Consumer prices were just slightly softer than expected in February. With base effects quite strongly negative (the CPI jumped an unusually large monthly 0.7 percent in February 2017), a 0.4 percent rise in prices versus January reduced the annual inflation rate from 3.0 percent to 2.7 percent. This was the lowest yearly rate since last July.
The main downward impact on the monthly change in annual inflation came from transport where a fall in petrol prices contrasted with a rise over the same period in 2017 to reduce the headline rate by almost 0.1 percentage points. Food and soft drinks, where prices edged just 0.1 percent higher after a 0.8 percent spike last year, also subtracted as did restaurants and hotels. The only significant, albeit partial offset, came from clothing and shoes where the seasonal advance in prices was less than in February 2017.
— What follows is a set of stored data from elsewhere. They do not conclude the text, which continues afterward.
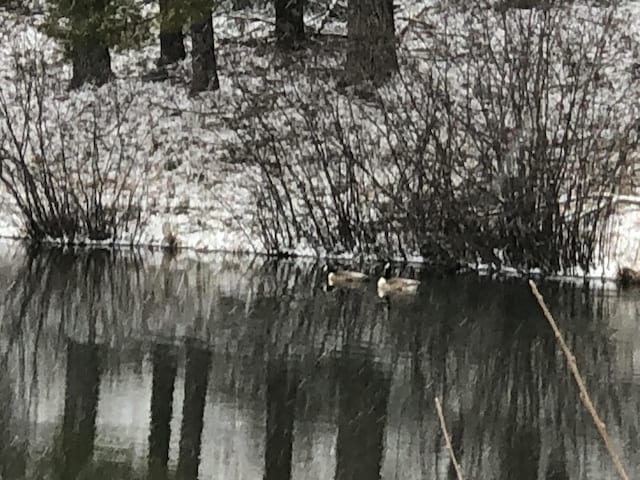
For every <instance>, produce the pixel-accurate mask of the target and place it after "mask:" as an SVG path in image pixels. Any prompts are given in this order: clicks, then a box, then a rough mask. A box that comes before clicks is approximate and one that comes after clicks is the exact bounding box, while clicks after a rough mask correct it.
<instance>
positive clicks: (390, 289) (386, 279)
mask: <svg viewBox="0 0 640 480" xmlns="http://www.w3.org/2000/svg"><path fill="white" fill-rule="evenodd" d="M390 273H391V265H390V264H389V263H387V264H386V265H385V267H384V274H383V275H382V276H381V277H380V278H379V279H378V284H377V287H378V296H379V297H385V296H387V295H390V294H414V293H416V292H417V291H418V287H419V286H420V280H415V279H413V278H401V277H393V278H392V277H391V276H390Z"/></svg>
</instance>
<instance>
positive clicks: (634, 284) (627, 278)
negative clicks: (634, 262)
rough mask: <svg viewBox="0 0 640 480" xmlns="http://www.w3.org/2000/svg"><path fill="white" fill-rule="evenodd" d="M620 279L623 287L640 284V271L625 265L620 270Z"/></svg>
mask: <svg viewBox="0 0 640 480" xmlns="http://www.w3.org/2000/svg"><path fill="white" fill-rule="evenodd" d="M618 281H619V282H620V285H621V286H622V287H623V288H628V287H631V286H633V285H640V272H638V271H636V270H633V269H631V268H628V267H625V268H622V269H620V270H619V271H618Z"/></svg>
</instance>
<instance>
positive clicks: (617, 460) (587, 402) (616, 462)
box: [529, 280, 629, 480]
mask: <svg viewBox="0 0 640 480" xmlns="http://www.w3.org/2000/svg"><path fill="white" fill-rule="evenodd" d="M529 286H530V287H531V291H532V292H533V296H534V297H536V300H537V301H538V304H539V305H540V308H541V309H542V313H544V316H545V318H546V319H547V321H548V322H549V325H551V328H552V329H553V333H554V334H555V336H556V340H558V343H559V344H560V348H561V349H562V352H563V353H564V356H565V357H566V358H567V363H568V364H569V368H570V369H571V373H572V374H573V378H574V379H575V381H576V385H578V390H580V400H581V401H582V403H583V405H584V406H585V407H586V409H587V410H588V411H589V413H590V414H591V417H592V418H593V423H594V424H595V425H596V428H597V429H598V432H599V433H600V436H601V437H602V440H603V441H604V445H605V447H607V451H608V452H609V456H610V457H611V460H613V463H614V465H615V466H616V469H617V470H618V474H619V475H620V478H622V479H623V480H629V476H628V475H627V472H626V471H625V469H624V466H623V465H622V461H621V460H620V457H619V456H618V453H617V452H616V450H615V448H614V446H613V443H612V442H611V438H610V437H609V434H608V433H607V428H606V426H605V424H604V422H603V421H602V420H601V419H600V416H599V415H598V412H596V409H595V407H594V406H593V402H592V401H591V397H590V396H589V393H588V392H587V387H586V386H585V384H584V380H583V378H582V375H580V371H579V370H578V364H577V363H576V357H575V356H574V355H573V353H571V349H569V346H568V345H567V344H566V342H565V341H564V338H563V337H562V333H561V332H560V329H559V328H558V325H557V324H556V322H555V320H554V319H553V315H551V312H550V311H549V308H547V305H546V303H545V302H544V298H542V295H541V294H540V292H539V291H538V287H537V286H536V284H535V282H534V281H533V280H529Z"/></svg>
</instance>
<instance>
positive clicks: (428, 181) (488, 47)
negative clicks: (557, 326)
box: [237, 4, 638, 271]
mask: <svg viewBox="0 0 640 480" xmlns="http://www.w3.org/2000/svg"><path fill="white" fill-rule="evenodd" d="M434 8H435V7H434ZM429 15H431V16H432V18H427V19H418V20H416V23H420V22H422V24H423V25H424V31H423V32H422V33H423V34H422V35H418V34H416V33H415V32H414V33H413V34H412V35H413V39H412V40H411V41H407V44H406V48H405V50H404V51H403V52H402V55H401V61H402V63H403V65H402V66H401V73H400V74H399V75H398V77H397V78H396V79H395V80H394V81H392V82H390V83H389V84H388V85H387V86H385V87H382V88H378V89H373V88H369V89H368V90H367V88H364V89H361V91H360V92H358V91H356V90H351V91H346V92H336V85H335V82H334V81H333V80H331V79H330V80H322V79H320V78H311V77H310V76H309V75H308V74H305V73H306V72H300V71H292V72H291V75H290V77H289V78H284V80H282V77H280V80H274V79H273V78H269V79H268V80H267V81H264V82H262V89H261V90H259V92H258V93H257V94H256V91H255V87H252V88H253V90H251V91H249V90H250V89H249V88H248V87H246V86H242V85H239V88H241V89H244V90H245V91H246V93H247V98H246V99H245V101H244V102H243V104H242V105H239V109H244V111H245V112H246V113H247V116H246V117H245V118H244V119H243V120H242V121H241V122H239V124H238V127H239V128H240V131H242V132H244V133H243V136H244V140H245V144H246V146H247V148H246V150H243V151H241V152H237V154H238V155H239V156H242V158H249V159H250V160H252V161H253V162H254V163H255V164H256V165H258V166H259V167H260V168H261V171H262V176H263V183H262V188H261V192H260V198H259V207H260V208H259V212H260V215H259V222H260V226H261V229H262V232H263V237H264V241H265V244H266V245H268V246H269V247H270V248H271V249H272V250H274V251H286V250H287V249H289V248H293V247H295V246H296V245H298V244H300V242H304V241H306V242H308V243H310V244H312V245H313V246H315V247H316V248H318V249H327V250H329V251H331V252H333V253H341V252H349V253H364V254H367V253H375V254H378V255H380V254H387V255H389V254H392V255H398V254H399V255H412V254H421V255H423V256H425V257H426V258H427V260H429V261H434V262H444V263H450V262H452V261H456V260H459V259H461V258H467V259H475V258H476V256H478V255H480V256H481V257H484V258H485V259H490V260H493V261H496V262H498V261H503V260H505V259H506V260H507V261H508V262H509V263H511V264H512V265H513V266H517V267H528V268H531V267H534V266H535V267H541V268H543V269H545V270H547V271H558V270H563V269H566V268H569V267H573V266H580V267H582V268H585V269H587V268H588V267H589V265H590V264H591V263H592V262H594V261H595V260H596V258H595V255H604V253H605V252H604V249H603V248H600V247H601V242H602V235H603V231H604V228H603V227H604V224H605V222H606V220H607V218H608V213H609V210H610V207H611V197H612V194H613V193H615V192H616V191H617V189H618V187H619V185H620V183H621V181H622V178H623V176H624V175H625V174H626V172H627V171H628V168H629V167H630V163H631V160H630V157H629V155H630V153H631V152H633V151H634V149H635V148H636V147H637V142H638V138H637V135H636V133H635V119H636V112H635V106H634V105H633V100H632V96H631V95H630V94H629V92H630V91H631V89H632V87H635V83H634V82H635V79H634V77H633V75H632V74H631V72H630V71H629V70H628V69H627V67H628V66H630V64H632V58H633V57H632V52H633V50H634V45H632V43H634V41H633V40H631V39H630V38H629V37H628V36H627V35H626V34H625V28H624V25H622V19H623V18H624V14H619V13H618V11H617V9H616V7H615V6H611V5H608V6H606V7H585V6H577V5H575V4H573V5H571V6H568V7H560V8H544V9H531V10H510V9H498V10H496V9H493V8H490V6H489V5H488V4H483V5H479V4H476V7H475V8H472V9H469V8H466V7H465V9H464V11H459V10H457V9H456V7H455V6H451V7H447V6H446V5H444V4H441V5H440V6H439V7H438V9H437V10H432V11H431V12H430V13H429ZM433 17H435V18H433ZM258 96H259V98H260V101H259V102H258V101H257V100H256V98H258ZM498 257H500V258H498Z"/></svg>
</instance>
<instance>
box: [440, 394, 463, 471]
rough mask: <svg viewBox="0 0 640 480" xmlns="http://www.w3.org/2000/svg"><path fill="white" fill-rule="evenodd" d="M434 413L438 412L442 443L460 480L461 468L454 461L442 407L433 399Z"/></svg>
mask: <svg viewBox="0 0 640 480" xmlns="http://www.w3.org/2000/svg"><path fill="white" fill-rule="evenodd" d="M435 404H436V411H437V412H438V418H439V419H440V428H441V429H442V434H443V435H444V441H445V443H446V445H447V450H448V451H449V455H451V461H452V462H453V467H454V468H455V470H456V476H457V477H458V480H462V479H463V478H464V477H463V476H462V468H460V464H459V463H458V460H456V454H455V452H454V451H453V446H452V445H451V439H450V438H449V431H448V430H447V424H446V422H445V421H444V414H443V413H442V406H441V405H440V399H438V397H435Z"/></svg>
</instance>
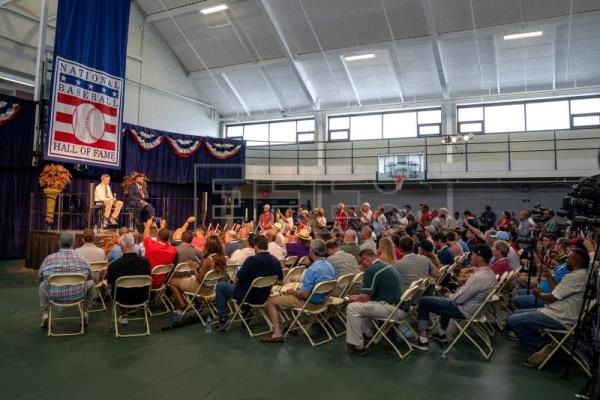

As a result, the core CPI increased 0.6, lowering its yearly rate from 2.7 percent to 2.4 percent, its weakest outturn since March 2017.
The slide in February inflation should reduce the chances of a surprise hike in official interest rates at the BoE's MPC meeting on Thursday. Indeed, the annual rate was 0.2 percentage points short of the central bank's latest forecast. However, the Bank clearly has a tightening bias and another rate hike in May remains very much on the cards. To this end, tomorrow's labour market report could be particularly significant.
Note that from next month publication of the CPI will move from Tuesday to Wednesday.